Clearly there needs to be a much tougher stand by the international community, including Australia. As the ICG report bluntly summed it up:

The international response to the crisis in the western Sudanese region of Darfur remains limp and inadequate, its achievements so far desperately slight.

... ... ...

The Khartoum government ... has acted in bad faith throughout the crisis.

It will not be easy to persuade the Sudanese government to begin to share power and increase participatory democracy, but we have to work out how to do it. Appeasing Khartoum and settling for mild resolutions or threats of embargoes that make no real difference will certainly not bring about the necessary change. As Jose Ramos Horta wrote in the Age on 26 August:

The virtual paralysis in regard to the tragic situation in Sudan amply illustrates the difficulties and dilemmas faced by leaders when—

faced by—

such complex conflicts.

A humanitarian intervention in Sudan by the West could very well turn into a military fiasco and further exacerbate the political tensions. But by not intervening, the West is accused of ignoring genocide.

He goes on to argue:

The best course of action is for the West to provide financial and logistical support towards an enhanced and effective African Union intervention force coupled with punitive actions against the Sudanese leaders.

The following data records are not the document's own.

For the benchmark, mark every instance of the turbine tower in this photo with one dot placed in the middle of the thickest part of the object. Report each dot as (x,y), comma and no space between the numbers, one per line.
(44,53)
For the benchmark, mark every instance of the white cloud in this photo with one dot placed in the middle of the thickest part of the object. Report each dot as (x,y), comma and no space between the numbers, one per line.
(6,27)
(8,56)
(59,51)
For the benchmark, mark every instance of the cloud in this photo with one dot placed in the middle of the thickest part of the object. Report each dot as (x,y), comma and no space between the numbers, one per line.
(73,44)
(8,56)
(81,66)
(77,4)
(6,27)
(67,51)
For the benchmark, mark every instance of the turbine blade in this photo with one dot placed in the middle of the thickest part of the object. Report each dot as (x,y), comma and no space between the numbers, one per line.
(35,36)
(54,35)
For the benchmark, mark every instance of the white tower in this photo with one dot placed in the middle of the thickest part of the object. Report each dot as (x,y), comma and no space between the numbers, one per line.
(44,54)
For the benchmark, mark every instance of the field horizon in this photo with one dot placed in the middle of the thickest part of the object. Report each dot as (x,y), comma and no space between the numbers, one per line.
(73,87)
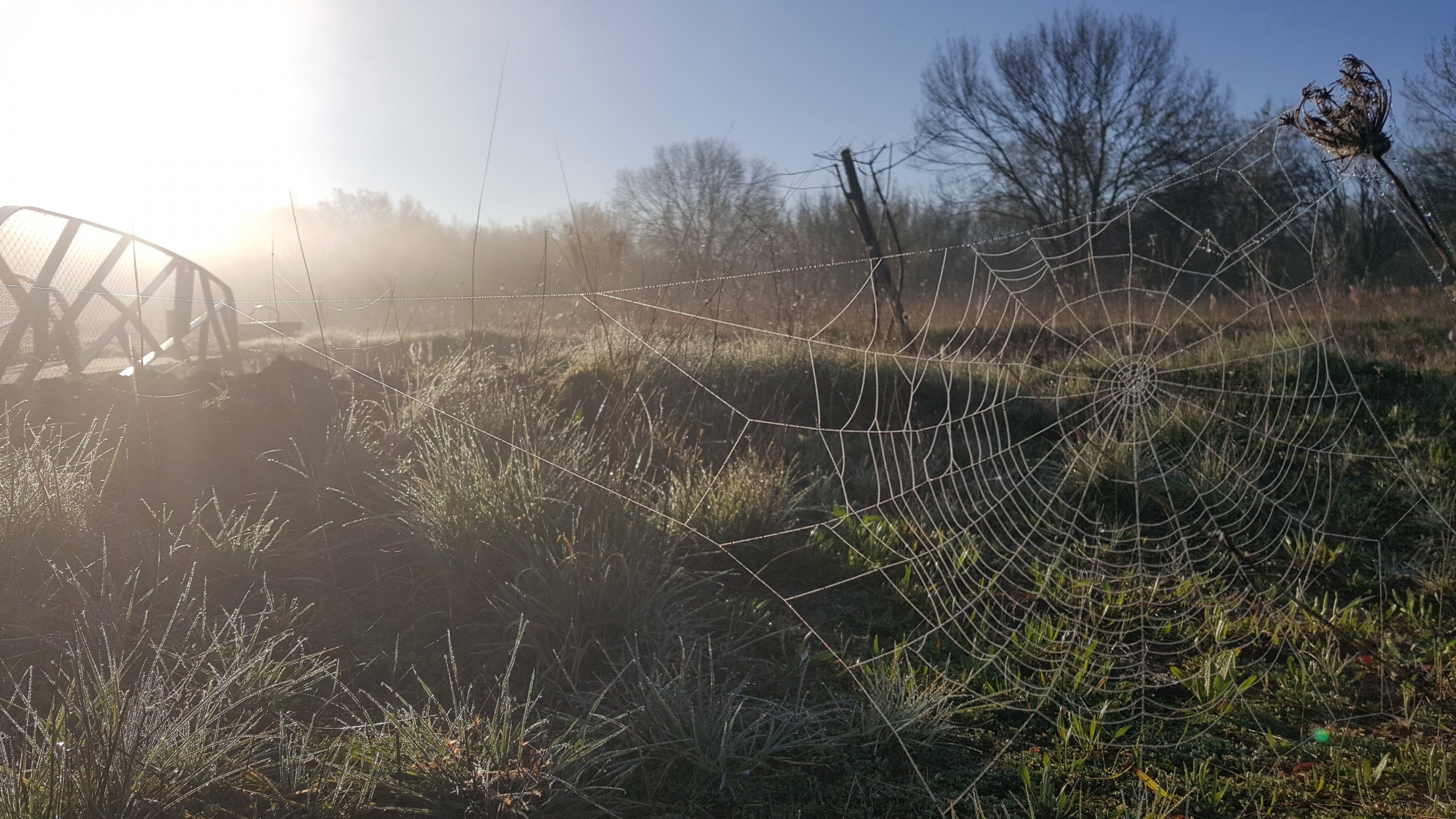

To date, while Australia has been reluctant to intervene in Darfur beyond making a financial commitment, the British foreign secretary, Jack Straw, has visited refugees in Darfur and has tried to pressure the Sudanese president, Omar al-Bashir, to do more to end the atrocities; the Swedish Ambassador to Nigeria, Sten Rylander, has been representing the EU at talks between the Khartoum government and rebel groups; and the Dutch foreign minister, Bernard Bot, has visited Sudan to discuss the disarmament of Arab militias. So I believe that it is high time that our own foreign minister, Mr Downer, visited Sudan to gain a first-hand understanding of how Australia can most effectively contribute to the interconnected problems of humanitarian relief and security on the ground.

As I speak today millions of people are starving—starving as a result not of a natural disaster but of the deliberate destruction of crops in the course of this conflict. The role of the Sudanese government in this whole debacle has been one that has concerned me most significantly. Amnesty International recently released a report that documented interviews with many of the refugees that have moved out of Darfur and into Chad. The reports that concern me the most are those that indicate that the Sudanese government is actually supporting the victimisation and violations that are occurring in Darfur in very specific ways. We have to hold the Sudanese government to account. The need for humanitarian aid is desperate. Our government has already allocated $20 million for relief in Darfur, but I call on the government now to make a greater commitment through appropriate international agencies and to use its participation in international forums to apply diplomatic pressure on the Sudanese government to cease these atrocities immediately.